On the eve of a holiday to Ecuador, Emily (Amy Schumer) is dumped by her boyfriend and can't find anyone to go on the trip with her. Desperate, she asks her mother (Goldie Hawn) to come with her - despite the fact that she's overly cautious and not at all like her daughter. However, they're soon kidnapped by a local criminal and things go steadily from bad to worse...
Amy Schumer is arguably one of the most divisive figures in comedy. Some find her acerbic, in-your-face style of comedy to be off-putting whilst others believe it's refreshing and honest, particularly coming from a female comedian. It's therefore sad that some will miss out on what's essentially a throwback-style action comedy in the vein of Foul Play and Bird On A Wire purely because Amy Schumer's attached to it.
The premise of the film is pretty much standard and as you'd expect - Goldie Hawn's an uptight divorced mother, Amy Schumer's the impulsive and irresponsible daughter. The two go on holiday, they start to rub off each other the wrong way and then eventually, it all goes sideways when they're kidnapped. Where the film finds its humour is both in the interplay between Hawn and Schumer, and how the two try to escape their plight in incredibly violent and slapstick ways. There's plenty of it to go around and Schumer skilfully pulls back on her inclination to go straight for shock value. That said, there's one scene with a CGI ringworm that's easily the weakest joke in the entire film.

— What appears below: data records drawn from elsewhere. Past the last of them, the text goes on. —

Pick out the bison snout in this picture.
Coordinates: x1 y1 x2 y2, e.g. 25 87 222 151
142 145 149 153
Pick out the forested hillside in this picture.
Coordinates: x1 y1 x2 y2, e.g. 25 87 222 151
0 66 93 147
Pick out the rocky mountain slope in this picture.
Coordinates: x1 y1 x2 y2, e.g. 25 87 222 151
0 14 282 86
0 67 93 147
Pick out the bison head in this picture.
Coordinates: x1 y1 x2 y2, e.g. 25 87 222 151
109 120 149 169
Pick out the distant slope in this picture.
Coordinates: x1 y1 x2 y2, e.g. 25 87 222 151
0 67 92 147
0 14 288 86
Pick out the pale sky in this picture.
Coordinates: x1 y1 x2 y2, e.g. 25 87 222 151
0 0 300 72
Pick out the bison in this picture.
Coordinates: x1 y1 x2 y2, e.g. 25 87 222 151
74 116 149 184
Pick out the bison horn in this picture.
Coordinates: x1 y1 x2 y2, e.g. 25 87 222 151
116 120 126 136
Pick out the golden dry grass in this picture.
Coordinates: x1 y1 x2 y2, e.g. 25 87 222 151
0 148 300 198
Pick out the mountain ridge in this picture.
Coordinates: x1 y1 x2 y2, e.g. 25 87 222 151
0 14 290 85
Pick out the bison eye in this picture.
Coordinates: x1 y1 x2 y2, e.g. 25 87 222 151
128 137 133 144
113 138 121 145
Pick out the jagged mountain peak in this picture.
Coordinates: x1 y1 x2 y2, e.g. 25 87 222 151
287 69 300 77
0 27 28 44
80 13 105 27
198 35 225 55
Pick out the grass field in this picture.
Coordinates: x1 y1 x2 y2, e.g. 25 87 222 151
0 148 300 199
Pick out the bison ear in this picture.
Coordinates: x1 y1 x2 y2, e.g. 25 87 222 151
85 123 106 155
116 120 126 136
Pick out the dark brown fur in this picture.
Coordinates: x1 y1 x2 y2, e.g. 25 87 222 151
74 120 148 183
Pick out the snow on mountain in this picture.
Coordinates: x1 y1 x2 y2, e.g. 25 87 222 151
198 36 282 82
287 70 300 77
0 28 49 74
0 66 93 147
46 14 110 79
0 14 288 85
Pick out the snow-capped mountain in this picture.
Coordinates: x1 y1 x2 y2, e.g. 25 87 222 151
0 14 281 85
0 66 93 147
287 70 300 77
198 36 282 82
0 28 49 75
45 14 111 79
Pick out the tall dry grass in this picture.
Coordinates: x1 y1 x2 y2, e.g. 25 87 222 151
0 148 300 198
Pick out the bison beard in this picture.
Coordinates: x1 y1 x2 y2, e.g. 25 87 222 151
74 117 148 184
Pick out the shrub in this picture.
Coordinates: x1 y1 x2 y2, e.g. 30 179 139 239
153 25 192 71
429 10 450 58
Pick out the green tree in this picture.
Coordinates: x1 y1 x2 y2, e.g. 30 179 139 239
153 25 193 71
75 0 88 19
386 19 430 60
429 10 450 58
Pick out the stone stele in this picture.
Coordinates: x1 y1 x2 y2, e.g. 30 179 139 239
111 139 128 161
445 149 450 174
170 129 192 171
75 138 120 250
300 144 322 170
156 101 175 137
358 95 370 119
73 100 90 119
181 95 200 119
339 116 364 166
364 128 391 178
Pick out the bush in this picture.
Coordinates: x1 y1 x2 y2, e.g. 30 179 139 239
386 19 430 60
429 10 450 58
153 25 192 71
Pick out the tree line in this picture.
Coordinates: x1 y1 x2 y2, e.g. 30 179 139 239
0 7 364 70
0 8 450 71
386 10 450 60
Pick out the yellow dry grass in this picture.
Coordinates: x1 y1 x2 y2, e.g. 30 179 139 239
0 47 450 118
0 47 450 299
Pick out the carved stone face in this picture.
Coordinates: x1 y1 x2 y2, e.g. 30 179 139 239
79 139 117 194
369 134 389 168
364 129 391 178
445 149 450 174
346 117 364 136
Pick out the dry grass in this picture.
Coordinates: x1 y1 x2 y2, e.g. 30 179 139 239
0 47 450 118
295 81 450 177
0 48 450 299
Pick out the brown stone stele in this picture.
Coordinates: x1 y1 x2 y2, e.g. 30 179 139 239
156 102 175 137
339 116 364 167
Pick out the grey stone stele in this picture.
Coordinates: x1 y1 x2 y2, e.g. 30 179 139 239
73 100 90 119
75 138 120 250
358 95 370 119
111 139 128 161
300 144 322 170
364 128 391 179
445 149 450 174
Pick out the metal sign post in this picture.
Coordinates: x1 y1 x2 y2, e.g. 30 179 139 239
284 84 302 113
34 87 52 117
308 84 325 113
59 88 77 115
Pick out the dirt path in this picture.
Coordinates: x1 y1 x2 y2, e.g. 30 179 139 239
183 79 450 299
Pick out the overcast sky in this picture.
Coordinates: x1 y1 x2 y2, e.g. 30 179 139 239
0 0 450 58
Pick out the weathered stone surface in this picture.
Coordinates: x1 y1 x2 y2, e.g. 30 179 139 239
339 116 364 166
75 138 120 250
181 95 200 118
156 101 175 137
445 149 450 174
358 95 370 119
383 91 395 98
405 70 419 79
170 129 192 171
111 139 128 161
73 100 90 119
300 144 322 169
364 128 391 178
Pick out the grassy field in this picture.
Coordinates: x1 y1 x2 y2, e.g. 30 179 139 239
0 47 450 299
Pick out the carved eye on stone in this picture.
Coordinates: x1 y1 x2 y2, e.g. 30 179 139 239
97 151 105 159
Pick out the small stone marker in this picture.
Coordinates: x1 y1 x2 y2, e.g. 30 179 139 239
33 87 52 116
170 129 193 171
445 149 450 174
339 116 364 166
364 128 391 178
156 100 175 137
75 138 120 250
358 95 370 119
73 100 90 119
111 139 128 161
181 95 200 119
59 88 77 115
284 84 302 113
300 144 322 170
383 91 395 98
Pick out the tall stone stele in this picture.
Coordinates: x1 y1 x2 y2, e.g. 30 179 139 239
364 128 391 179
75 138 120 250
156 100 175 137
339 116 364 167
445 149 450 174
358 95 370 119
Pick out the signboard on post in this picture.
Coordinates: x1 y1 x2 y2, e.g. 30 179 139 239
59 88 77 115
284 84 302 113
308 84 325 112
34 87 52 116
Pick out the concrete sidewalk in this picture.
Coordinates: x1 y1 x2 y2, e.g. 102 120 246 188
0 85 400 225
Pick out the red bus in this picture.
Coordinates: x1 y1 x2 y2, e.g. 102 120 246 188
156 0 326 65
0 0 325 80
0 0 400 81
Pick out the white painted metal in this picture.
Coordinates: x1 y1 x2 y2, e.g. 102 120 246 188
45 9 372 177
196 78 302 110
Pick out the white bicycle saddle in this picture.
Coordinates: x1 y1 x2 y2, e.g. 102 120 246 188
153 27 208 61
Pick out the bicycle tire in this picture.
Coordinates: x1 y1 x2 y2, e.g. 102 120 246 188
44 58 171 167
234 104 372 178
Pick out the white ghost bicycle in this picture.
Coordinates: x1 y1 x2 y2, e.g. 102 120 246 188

Hawn has lost none of her charm and she's every bit as funny, charming and effervescent as you remember. That easy charisma helps to pull the film through some of the flatter parts, but also works well against Schumer's abrasiveness. The supporting cast, sadly, really are playing second fiddle to Hawn and Schumer. Joan Cusack and Wanda Sykes turn up as a lesbian couple, with Cusack playing a mute ex-soldier. Both of them, particularly Cusack, are criminally underused and merely serve to push the story along rather than find the comedy. Ike Barinholtz, meanwhile, turns up as the agoraphobic manchild son of Hawn's character, who gets into a recurring phone war with the hilariously deadpan Bashir Salamuddin, who plays a State Department bureacrat trying to help with the kidnapping.
For the most part, director Jonathan Levine moves the film at a fast pace and the film has a snappy runtime of 90 minutes. There really is a lot of commonality with Hawn's action-comedy work, and you can tell that she's still more than up for it. The fact remains, however, is that the screenplay isn't nearly as smart as it could be and while there's a lot to like about this film, there's definitely parts of Snatched that just don't work. Cusack and Sykes, for example, were only given one scene to work with and it's by far one of the funniest jokes in the film. Meanwhile, Schumer can only make the same joke so many times - she's a spoiled millennial who keeps taking selfies, essentially - before it becomes dull and flat.
Still, Snatched works as a diverting enough comedy and will hopefully convince Goldie Hawn to return to our screens for a better outing.